Es lamentable, aunque no difícil de explicar, que se haya prestado en el pasado mucha menos atención a las exigencias positivas para una actuación eficaz del sistema de la competencia que a estos puntos negativos. El funcionamiento de la competencia no sólo exige una adecuada organización de ciertas instituciones como el dinero, los mercados y los canales de información —algunas de las cuales nunca pueden ser provistas adecuadamente por la empresa privada—, sino que depende, sobre todo, de la existencia de un sistema legal apropiado, de un sistema legal dirigido, a la vez, a preservar la competencia y a lograr que ésta opere de la manera más beneficiosa posible. No es en modo alguno suficiente que la ley reconozca el principio de la propiedad privada y de la libertad de contrato; mucho depende de la definición precisa del derecho de propiedad, según se aplique a diferentes cosas. Se ha desatendido, por desgracia, el estudio sistemático de las formas de las instituciones legales que permitirían actuar eficientemente al sistema de la competencia; y pueden aportarse fuertes argumentos para demostrar que las serias deficiencias en este campo, especialmente con respecto a las leyes sobre sociedades anónimas y patentes, no sólo han restado eficacia a la competencia, sino que incluso han llevado a su destrucción en muchas esferas.

Hay, por último, ámbitos donde, evidentemente, las disposiciones legales no pueden crear la principal condición en que descansa la utilidad del sistema de la competencia y de la propiedad privada: que consiste en que el propietario se beneficie de todos los servicios útiles rendidos por su propiedad y sufra todos los perjuicios que de su uso resulten a otros. Allí donde, por ejemplo, es imposible hacer que el disfrute de ciertos servicios dependa del pago de un precio, la competencia no producirá estos servicios; y el sistema de los precios resulta igualmente ineficaz cuando el daño causado a otros por ciertos usos de la propiedad no puede efectivamente cargarse ai poseedor de ésta. En todos estos casos hay una diferencia entre las partidas que entran en el cálculo privado y las que afectan al bienestar social; y siempre que esta diferencia se hace considerable hay que encontrar un método, que no es el de la competencia, para ofrecer los servicios en cuestión.
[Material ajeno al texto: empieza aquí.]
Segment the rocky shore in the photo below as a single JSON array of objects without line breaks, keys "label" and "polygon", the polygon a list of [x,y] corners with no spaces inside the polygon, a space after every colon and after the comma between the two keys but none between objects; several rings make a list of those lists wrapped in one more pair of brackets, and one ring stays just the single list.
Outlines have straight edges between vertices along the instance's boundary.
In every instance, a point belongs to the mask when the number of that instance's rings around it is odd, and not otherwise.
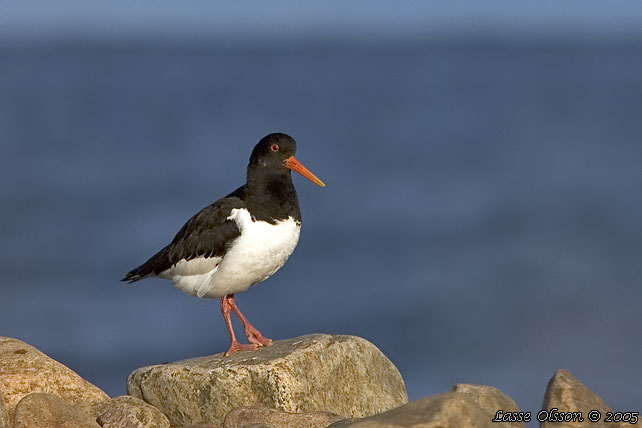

Así, ni la provisión de señales indicadoras en las carreteras, ni, en la mayor parte de las circunstancias, la de las propias carreteras, puede ser pagada por cada usuario individual. Ni tampoco ciertos efectos perjudiciales de la desforestación, o de algunos métodos de cultivo, o del humo y los ruidos de las fábricas pueden confinarse al poseedor de los bienes en cuestión o a quienes estén dispuestos a someterse al daño a cambio de una compensación concertada. En estos casos es preciso encontrar algo que sustituya a la regulación por el mecanismo de los precios. Pero el hecho de tener que recurrir a la regulación directa por la autoridad cuando no pueden crearse las condiciones para la operación adecuada de la competencia no prueba que deba suprimirse la competencia allí donde puede funcionar.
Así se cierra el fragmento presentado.